El llamado «terrorismo» es una «lacra» hasta que triunfa o es derrotado. Es entonces que se explica, se comprende y, sobre todo, se historiza. Hay numerosos ejemplos acerca de los que ayer eran «terroristas» y hoy son héroes y hasta jefes de estado. Es lo que tiene la lucha de clases y la guerra de clases en sus fases agudas o atenuadas, agrias o mitigadas. En el Estado español ‑concepto este, ya lo dije, acuñado por el franquismo que aspiraba a crear un «Estado Nuevo» fascista more mussoliniano‑, al no haber ruptura democrática, se considera que ETA siempre fue «terrorista», antes y después del advenimiento místico de la «democracia». El monopolio de la violencia weberiana ‑como nos recuerda siempre el atormentado y ríspido gauleiter Joseba Arregi- es del estado y no hay más que hablar. Quien se oponga a él, con las armas en la mano, sobre todo si son armas obreras, es un terrorista, un forajido (fora exitus, un marginado). Si bien el torturador y colaborador de la Gestapo nazi Melitón Manzanas no ha sido considerado ‑o igual sí y no me he enterado- un demócrata, el hecho de que fuera ejecutado por ETA lo convirtió, automáticamente, en un «mártir» y una «víctima del terrorismo». O Carrero Blanco. La lucha armada de no importa qué sigla ‑siempre que sea revolucionaria- tiene la extraña virtud de convertir en demócratas a sus víctimas, aun a pesar de ellas mismas. Una rara metamorfosis. Hasta Jesucristo dijo al pescador Pedro que no blandiera la espada en Getsemaní cuando fue prendido por los romanos, o sea, que iban armados, al menos según San Marcos.

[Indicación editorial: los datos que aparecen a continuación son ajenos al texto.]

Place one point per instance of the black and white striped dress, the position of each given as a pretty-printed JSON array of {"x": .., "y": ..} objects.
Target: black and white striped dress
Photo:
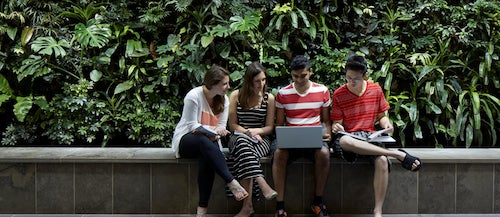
[{"x": 244, "y": 159}]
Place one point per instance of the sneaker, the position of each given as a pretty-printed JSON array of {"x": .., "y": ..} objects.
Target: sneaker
[
  {"x": 281, "y": 213},
  {"x": 320, "y": 211}
]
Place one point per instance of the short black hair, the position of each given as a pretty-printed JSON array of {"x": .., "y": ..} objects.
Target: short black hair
[
  {"x": 357, "y": 63},
  {"x": 300, "y": 62}
]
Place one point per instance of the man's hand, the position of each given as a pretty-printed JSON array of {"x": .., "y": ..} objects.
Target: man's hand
[{"x": 337, "y": 127}]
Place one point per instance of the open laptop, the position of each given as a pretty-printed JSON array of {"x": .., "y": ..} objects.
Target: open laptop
[{"x": 299, "y": 136}]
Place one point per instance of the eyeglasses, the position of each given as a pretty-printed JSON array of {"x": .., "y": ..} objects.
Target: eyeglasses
[
  {"x": 299, "y": 76},
  {"x": 354, "y": 80}
]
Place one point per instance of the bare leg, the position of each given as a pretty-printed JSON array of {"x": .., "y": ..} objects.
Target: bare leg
[
  {"x": 380, "y": 182},
  {"x": 201, "y": 211},
  {"x": 239, "y": 192},
  {"x": 247, "y": 207},
  {"x": 365, "y": 148},
  {"x": 321, "y": 169},
  {"x": 279, "y": 172},
  {"x": 267, "y": 191}
]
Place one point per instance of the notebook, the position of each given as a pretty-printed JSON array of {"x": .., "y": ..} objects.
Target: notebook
[{"x": 299, "y": 136}]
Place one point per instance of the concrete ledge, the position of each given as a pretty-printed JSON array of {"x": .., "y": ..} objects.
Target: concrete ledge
[
  {"x": 166, "y": 155},
  {"x": 70, "y": 180}
]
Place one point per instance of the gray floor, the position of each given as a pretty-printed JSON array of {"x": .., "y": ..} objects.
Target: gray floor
[{"x": 267, "y": 215}]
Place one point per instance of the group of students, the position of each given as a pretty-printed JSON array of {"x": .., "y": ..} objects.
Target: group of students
[{"x": 251, "y": 113}]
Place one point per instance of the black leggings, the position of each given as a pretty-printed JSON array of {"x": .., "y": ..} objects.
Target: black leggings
[{"x": 210, "y": 161}]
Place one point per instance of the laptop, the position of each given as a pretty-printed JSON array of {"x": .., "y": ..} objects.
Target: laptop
[{"x": 299, "y": 136}]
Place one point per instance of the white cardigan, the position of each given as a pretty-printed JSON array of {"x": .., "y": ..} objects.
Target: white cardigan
[{"x": 195, "y": 104}]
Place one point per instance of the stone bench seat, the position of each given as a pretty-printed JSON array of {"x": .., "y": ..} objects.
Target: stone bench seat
[
  {"x": 166, "y": 155},
  {"x": 78, "y": 180}
]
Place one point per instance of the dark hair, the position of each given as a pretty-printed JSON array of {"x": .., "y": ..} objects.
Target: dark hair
[
  {"x": 300, "y": 62},
  {"x": 356, "y": 63},
  {"x": 246, "y": 92},
  {"x": 213, "y": 76}
]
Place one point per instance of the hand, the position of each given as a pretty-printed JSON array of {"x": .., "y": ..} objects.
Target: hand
[
  {"x": 221, "y": 131},
  {"x": 336, "y": 127},
  {"x": 327, "y": 137}
]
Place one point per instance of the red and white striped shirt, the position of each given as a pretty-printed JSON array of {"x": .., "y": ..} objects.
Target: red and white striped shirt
[
  {"x": 303, "y": 109},
  {"x": 358, "y": 113}
]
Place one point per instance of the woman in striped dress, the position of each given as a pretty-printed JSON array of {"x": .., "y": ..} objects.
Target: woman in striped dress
[{"x": 251, "y": 118}]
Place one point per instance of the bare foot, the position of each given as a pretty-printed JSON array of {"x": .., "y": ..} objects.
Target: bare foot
[
  {"x": 239, "y": 192},
  {"x": 201, "y": 212}
]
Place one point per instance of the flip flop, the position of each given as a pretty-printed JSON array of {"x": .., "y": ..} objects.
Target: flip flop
[{"x": 409, "y": 160}]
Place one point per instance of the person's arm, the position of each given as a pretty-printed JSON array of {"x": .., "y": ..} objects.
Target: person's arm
[
  {"x": 280, "y": 116},
  {"x": 337, "y": 126},
  {"x": 325, "y": 119},
  {"x": 269, "y": 125},
  {"x": 223, "y": 118},
  {"x": 384, "y": 122},
  {"x": 190, "y": 111},
  {"x": 233, "y": 116}
]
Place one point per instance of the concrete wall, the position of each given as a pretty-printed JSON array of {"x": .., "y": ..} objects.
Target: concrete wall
[{"x": 152, "y": 181}]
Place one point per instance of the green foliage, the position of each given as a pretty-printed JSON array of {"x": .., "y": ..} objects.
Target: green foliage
[{"x": 124, "y": 66}]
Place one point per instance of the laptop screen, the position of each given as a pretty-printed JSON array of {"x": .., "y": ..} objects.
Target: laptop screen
[{"x": 299, "y": 136}]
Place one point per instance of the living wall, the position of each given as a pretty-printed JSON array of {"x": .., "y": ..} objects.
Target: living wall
[{"x": 113, "y": 73}]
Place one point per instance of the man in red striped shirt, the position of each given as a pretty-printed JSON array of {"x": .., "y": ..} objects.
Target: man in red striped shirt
[
  {"x": 303, "y": 103},
  {"x": 356, "y": 107}
]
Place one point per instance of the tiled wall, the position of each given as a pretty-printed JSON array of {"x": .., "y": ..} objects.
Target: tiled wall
[{"x": 161, "y": 188}]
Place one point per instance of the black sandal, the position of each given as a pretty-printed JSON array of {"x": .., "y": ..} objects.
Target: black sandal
[{"x": 409, "y": 160}]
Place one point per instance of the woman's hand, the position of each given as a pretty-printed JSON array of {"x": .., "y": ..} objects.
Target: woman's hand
[
  {"x": 336, "y": 127},
  {"x": 221, "y": 131}
]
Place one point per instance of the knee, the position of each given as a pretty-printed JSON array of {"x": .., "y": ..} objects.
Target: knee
[
  {"x": 323, "y": 155},
  {"x": 280, "y": 157},
  {"x": 382, "y": 163}
]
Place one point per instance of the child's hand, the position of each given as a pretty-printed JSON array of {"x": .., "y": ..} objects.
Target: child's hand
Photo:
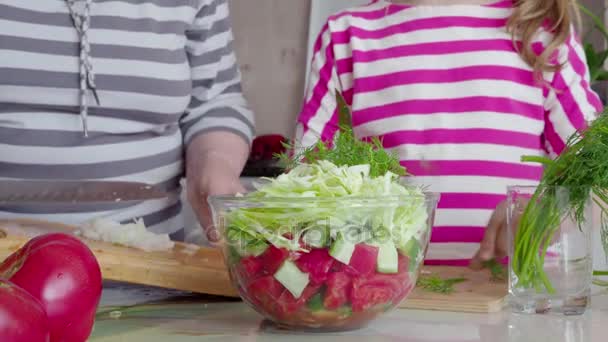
[{"x": 494, "y": 243}]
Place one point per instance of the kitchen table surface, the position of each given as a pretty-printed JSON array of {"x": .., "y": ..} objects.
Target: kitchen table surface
[{"x": 135, "y": 313}]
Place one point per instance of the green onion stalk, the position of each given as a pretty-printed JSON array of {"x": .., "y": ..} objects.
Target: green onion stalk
[{"x": 568, "y": 183}]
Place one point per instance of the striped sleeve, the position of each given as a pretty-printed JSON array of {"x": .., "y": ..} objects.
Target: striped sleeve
[
  {"x": 570, "y": 103},
  {"x": 318, "y": 118},
  {"x": 217, "y": 102}
]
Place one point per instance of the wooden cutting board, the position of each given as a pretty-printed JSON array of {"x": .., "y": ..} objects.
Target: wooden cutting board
[
  {"x": 186, "y": 267},
  {"x": 478, "y": 294},
  {"x": 202, "y": 270}
]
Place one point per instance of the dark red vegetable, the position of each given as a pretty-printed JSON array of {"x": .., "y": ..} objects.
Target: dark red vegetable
[
  {"x": 265, "y": 293},
  {"x": 273, "y": 258},
  {"x": 63, "y": 274},
  {"x": 363, "y": 260},
  {"x": 378, "y": 289},
  {"x": 317, "y": 263},
  {"x": 22, "y": 318},
  {"x": 251, "y": 268},
  {"x": 288, "y": 304},
  {"x": 337, "y": 291}
]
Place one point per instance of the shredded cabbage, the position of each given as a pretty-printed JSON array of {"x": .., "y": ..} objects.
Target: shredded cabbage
[{"x": 401, "y": 217}]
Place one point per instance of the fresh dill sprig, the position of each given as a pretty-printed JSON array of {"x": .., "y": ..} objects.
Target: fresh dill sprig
[
  {"x": 567, "y": 185},
  {"x": 436, "y": 284},
  {"x": 497, "y": 271},
  {"x": 347, "y": 150}
]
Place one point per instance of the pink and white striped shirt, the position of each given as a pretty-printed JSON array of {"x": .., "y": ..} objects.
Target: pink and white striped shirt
[{"x": 445, "y": 87}]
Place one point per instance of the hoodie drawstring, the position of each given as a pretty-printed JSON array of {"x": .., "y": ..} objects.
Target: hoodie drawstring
[{"x": 81, "y": 18}]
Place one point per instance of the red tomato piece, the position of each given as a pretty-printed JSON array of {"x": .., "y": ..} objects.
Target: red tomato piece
[
  {"x": 288, "y": 304},
  {"x": 404, "y": 263},
  {"x": 265, "y": 292},
  {"x": 317, "y": 263},
  {"x": 337, "y": 290},
  {"x": 251, "y": 268},
  {"x": 22, "y": 317},
  {"x": 377, "y": 289},
  {"x": 273, "y": 258},
  {"x": 363, "y": 260},
  {"x": 63, "y": 274}
]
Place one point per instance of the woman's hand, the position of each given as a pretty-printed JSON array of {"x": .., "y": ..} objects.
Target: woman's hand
[
  {"x": 214, "y": 164},
  {"x": 494, "y": 243}
]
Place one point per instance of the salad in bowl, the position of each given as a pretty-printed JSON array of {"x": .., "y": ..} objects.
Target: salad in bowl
[{"x": 332, "y": 243}]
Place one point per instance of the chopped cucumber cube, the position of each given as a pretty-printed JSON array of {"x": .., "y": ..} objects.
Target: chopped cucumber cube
[
  {"x": 294, "y": 280},
  {"x": 388, "y": 259},
  {"x": 342, "y": 250},
  {"x": 257, "y": 248},
  {"x": 316, "y": 302},
  {"x": 412, "y": 250},
  {"x": 316, "y": 237}
]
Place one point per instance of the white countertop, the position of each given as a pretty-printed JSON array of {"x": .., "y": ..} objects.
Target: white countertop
[{"x": 199, "y": 319}]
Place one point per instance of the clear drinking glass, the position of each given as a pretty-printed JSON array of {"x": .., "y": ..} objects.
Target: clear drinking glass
[{"x": 550, "y": 250}]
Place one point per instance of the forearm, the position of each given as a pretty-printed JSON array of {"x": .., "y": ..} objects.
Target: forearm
[{"x": 217, "y": 147}]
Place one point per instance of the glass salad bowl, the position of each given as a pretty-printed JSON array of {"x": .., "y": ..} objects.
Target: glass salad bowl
[{"x": 324, "y": 264}]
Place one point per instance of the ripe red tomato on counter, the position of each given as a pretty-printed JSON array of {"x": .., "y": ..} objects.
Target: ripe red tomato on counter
[
  {"x": 63, "y": 274},
  {"x": 22, "y": 318}
]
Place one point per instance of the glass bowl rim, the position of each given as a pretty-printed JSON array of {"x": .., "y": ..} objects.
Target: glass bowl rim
[{"x": 426, "y": 196}]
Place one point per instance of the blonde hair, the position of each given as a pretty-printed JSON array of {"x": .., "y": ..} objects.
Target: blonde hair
[{"x": 529, "y": 16}]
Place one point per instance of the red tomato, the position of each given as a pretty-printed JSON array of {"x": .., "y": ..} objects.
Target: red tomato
[
  {"x": 288, "y": 304},
  {"x": 317, "y": 263},
  {"x": 273, "y": 258},
  {"x": 62, "y": 273},
  {"x": 22, "y": 318},
  {"x": 250, "y": 268},
  {"x": 337, "y": 290},
  {"x": 265, "y": 293},
  {"x": 377, "y": 289},
  {"x": 404, "y": 264},
  {"x": 363, "y": 260}
]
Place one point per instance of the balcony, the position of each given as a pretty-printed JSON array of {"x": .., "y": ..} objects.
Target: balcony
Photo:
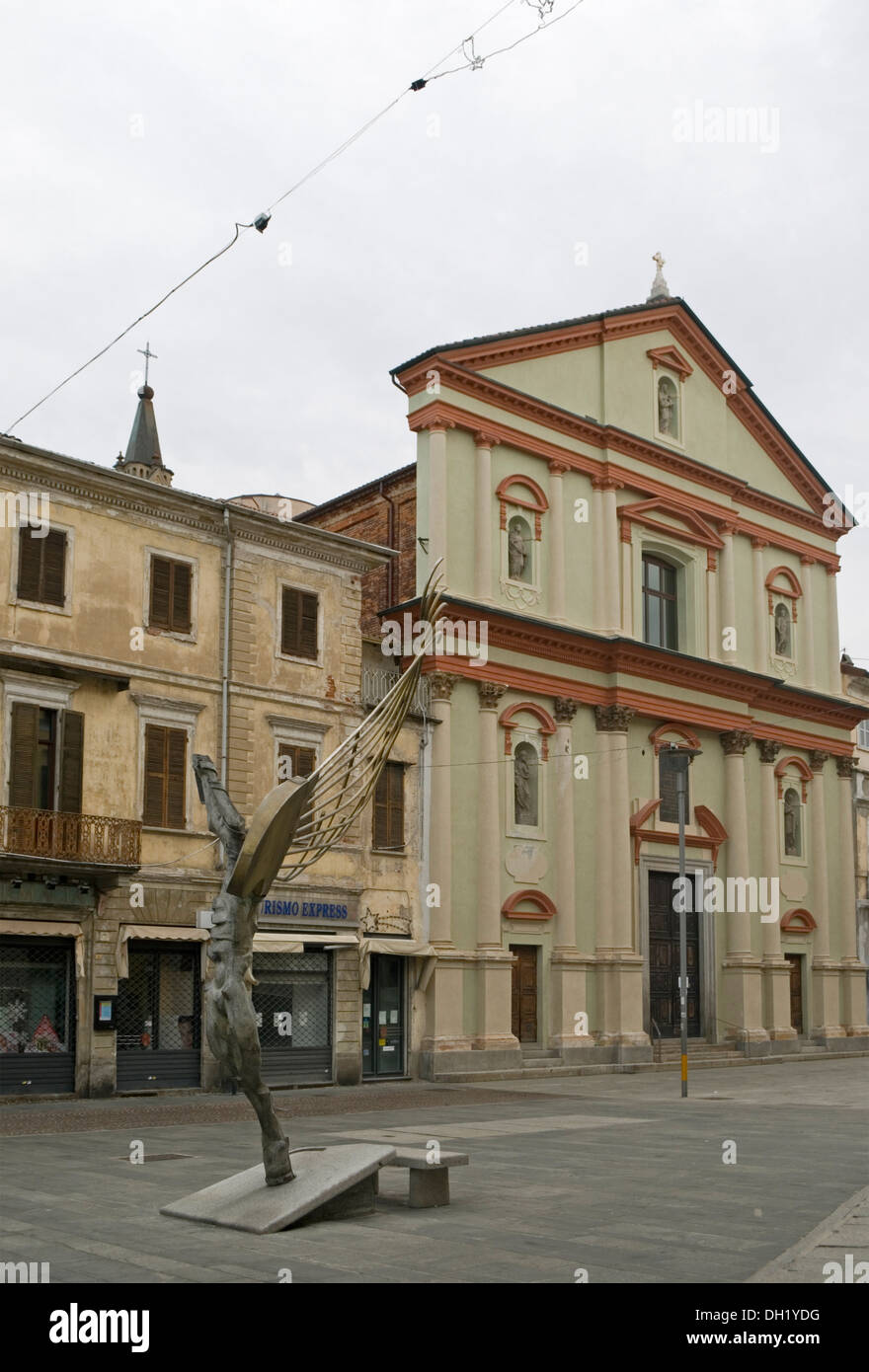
[
  {"x": 378, "y": 681},
  {"x": 94, "y": 840}
]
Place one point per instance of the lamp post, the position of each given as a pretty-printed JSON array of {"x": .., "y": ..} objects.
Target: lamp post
[{"x": 679, "y": 762}]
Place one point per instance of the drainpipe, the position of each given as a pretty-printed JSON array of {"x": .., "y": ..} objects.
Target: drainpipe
[
  {"x": 390, "y": 541},
  {"x": 224, "y": 730}
]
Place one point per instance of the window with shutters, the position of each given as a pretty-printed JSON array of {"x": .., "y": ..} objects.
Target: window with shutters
[
  {"x": 45, "y": 757},
  {"x": 165, "y": 777},
  {"x": 298, "y": 623},
  {"x": 41, "y": 567},
  {"x": 295, "y": 760},
  {"x": 171, "y": 595},
  {"x": 389, "y": 811}
]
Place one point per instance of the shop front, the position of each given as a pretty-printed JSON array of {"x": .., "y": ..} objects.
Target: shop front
[{"x": 38, "y": 1013}]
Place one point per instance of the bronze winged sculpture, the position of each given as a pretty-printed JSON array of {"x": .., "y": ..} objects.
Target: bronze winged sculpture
[{"x": 292, "y": 827}]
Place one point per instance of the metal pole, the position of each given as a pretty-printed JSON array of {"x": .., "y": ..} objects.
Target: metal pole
[{"x": 679, "y": 788}]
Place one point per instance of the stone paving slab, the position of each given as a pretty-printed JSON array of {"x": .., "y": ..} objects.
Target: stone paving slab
[{"x": 629, "y": 1205}]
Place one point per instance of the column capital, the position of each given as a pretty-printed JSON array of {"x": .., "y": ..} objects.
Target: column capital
[
  {"x": 736, "y": 742},
  {"x": 607, "y": 483},
  {"x": 612, "y": 720},
  {"x": 565, "y": 710},
  {"x": 769, "y": 749},
  {"x": 440, "y": 685},
  {"x": 490, "y": 695}
]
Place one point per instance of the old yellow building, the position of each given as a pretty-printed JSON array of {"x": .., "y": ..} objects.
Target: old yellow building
[{"x": 140, "y": 625}]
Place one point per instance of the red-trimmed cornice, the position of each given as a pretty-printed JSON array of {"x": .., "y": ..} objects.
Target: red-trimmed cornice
[
  {"x": 596, "y": 333},
  {"x": 626, "y": 657},
  {"x": 608, "y": 438}
]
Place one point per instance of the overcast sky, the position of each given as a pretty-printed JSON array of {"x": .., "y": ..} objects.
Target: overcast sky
[{"x": 136, "y": 134}]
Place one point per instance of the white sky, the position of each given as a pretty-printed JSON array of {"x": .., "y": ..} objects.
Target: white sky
[{"x": 274, "y": 376}]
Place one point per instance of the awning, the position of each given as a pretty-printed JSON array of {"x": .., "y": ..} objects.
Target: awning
[
  {"x": 49, "y": 929},
  {"x": 277, "y": 943},
  {"x": 401, "y": 947},
  {"x": 180, "y": 933}
]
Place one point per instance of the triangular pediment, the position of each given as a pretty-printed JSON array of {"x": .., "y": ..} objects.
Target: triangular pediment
[{"x": 669, "y": 516}]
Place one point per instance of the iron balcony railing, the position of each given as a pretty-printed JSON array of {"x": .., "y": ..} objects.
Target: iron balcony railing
[
  {"x": 378, "y": 681},
  {"x": 60, "y": 834}
]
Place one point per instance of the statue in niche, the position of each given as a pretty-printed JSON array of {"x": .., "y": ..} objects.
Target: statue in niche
[
  {"x": 666, "y": 407},
  {"x": 524, "y": 785},
  {"x": 791, "y": 825},
  {"x": 516, "y": 552},
  {"x": 783, "y": 632}
]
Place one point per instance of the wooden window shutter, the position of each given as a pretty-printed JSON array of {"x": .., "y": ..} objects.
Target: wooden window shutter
[
  {"x": 53, "y": 567},
  {"x": 29, "y": 566},
  {"x": 396, "y": 782},
  {"x": 298, "y": 623},
  {"x": 176, "y": 777},
  {"x": 669, "y": 809},
  {"x": 71, "y": 762},
  {"x": 154, "y": 776},
  {"x": 161, "y": 593},
  {"x": 389, "y": 807},
  {"x": 41, "y": 567},
  {"x": 22, "y": 773},
  {"x": 180, "y": 597}
]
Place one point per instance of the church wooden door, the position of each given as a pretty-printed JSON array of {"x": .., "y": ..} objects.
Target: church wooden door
[{"x": 524, "y": 994}]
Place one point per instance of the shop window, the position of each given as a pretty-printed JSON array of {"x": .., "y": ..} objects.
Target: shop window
[
  {"x": 171, "y": 595},
  {"x": 389, "y": 808},
  {"x": 165, "y": 777},
  {"x": 298, "y": 623},
  {"x": 41, "y": 566},
  {"x": 659, "y": 602}
]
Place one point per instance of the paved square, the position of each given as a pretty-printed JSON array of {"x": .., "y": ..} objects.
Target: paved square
[{"x": 611, "y": 1175}]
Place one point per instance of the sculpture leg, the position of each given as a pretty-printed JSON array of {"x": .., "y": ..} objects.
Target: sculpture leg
[{"x": 231, "y": 1029}]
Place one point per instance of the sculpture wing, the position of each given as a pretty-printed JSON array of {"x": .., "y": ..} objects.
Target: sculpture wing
[
  {"x": 301, "y": 820},
  {"x": 344, "y": 784}
]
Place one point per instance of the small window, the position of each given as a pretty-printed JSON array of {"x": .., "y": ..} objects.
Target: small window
[
  {"x": 294, "y": 760},
  {"x": 171, "y": 595},
  {"x": 298, "y": 623},
  {"x": 792, "y": 823},
  {"x": 659, "y": 602},
  {"x": 41, "y": 566},
  {"x": 668, "y": 787},
  {"x": 165, "y": 773},
  {"x": 389, "y": 827}
]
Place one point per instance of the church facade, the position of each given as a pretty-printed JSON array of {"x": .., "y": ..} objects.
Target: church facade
[{"x": 650, "y": 564}]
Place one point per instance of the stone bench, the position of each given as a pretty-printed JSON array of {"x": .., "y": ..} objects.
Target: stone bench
[{"x": 429, "y": 1181}]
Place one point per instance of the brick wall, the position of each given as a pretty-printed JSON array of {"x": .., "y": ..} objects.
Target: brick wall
[{"x": 365, "y": 514}]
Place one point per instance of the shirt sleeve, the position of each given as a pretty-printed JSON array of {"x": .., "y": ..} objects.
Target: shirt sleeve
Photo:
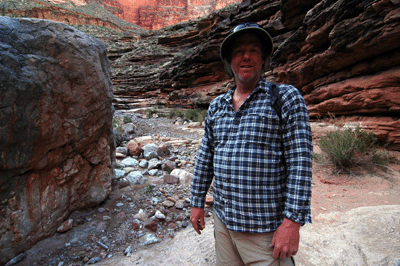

Hace ya algunos años el prestigioso y nada sospechoso de complicidad con organizaciones armadas, el antropólogo santurtziarra Juan Aranzadi, acuñó el vocablo «ideología antiterrorista» para desenmascarar la mistificación que suponía presentar la compleja problemática política contemporánea como una lucha maniquea entre la democracia y el terrorismo, entre el Bien y el Mal. Es decir, un combate escatológico entre buenos malos. Otrosí, la historia entendida y contada como un tebeo. La intelligentsia dominante no da más de sí. De la secularización de la teología en conceptos políticos modernos ‑del iusnaturalismo al iuspositivismo, del derecho divino agustiniano a Kelsen‑, como decía Carl Schmitt, se vuelve otra vez a la teología política: buenos y malos, amigo/enemigo, el eje del mal y Occidente (cristiano), choque de civilizaciones, fundamentalistas y civilizados… Una interpretación hollywoodiense de la historia, un neoinfantilismo de la misma propio de una película de Spielberg.
Incapaces de explicar nada, sabedores de su derrota política, moral e intelectual, responden igual que yo lo hago a mis hijas cuando vemos en la tele una peli de indios y vaqueros: «Aita, ¿los indios son los malos, no?». Y yo, baboso y babeante: «¡por supuesto!». No seré yo quien les abra los ojos a mis hijas explicando la verdad de las cosas para que acaben convertidas en unas «hijas de puta políticamente incorrectas» y no gente de provecho. ¿Qué clase de padre sería yo?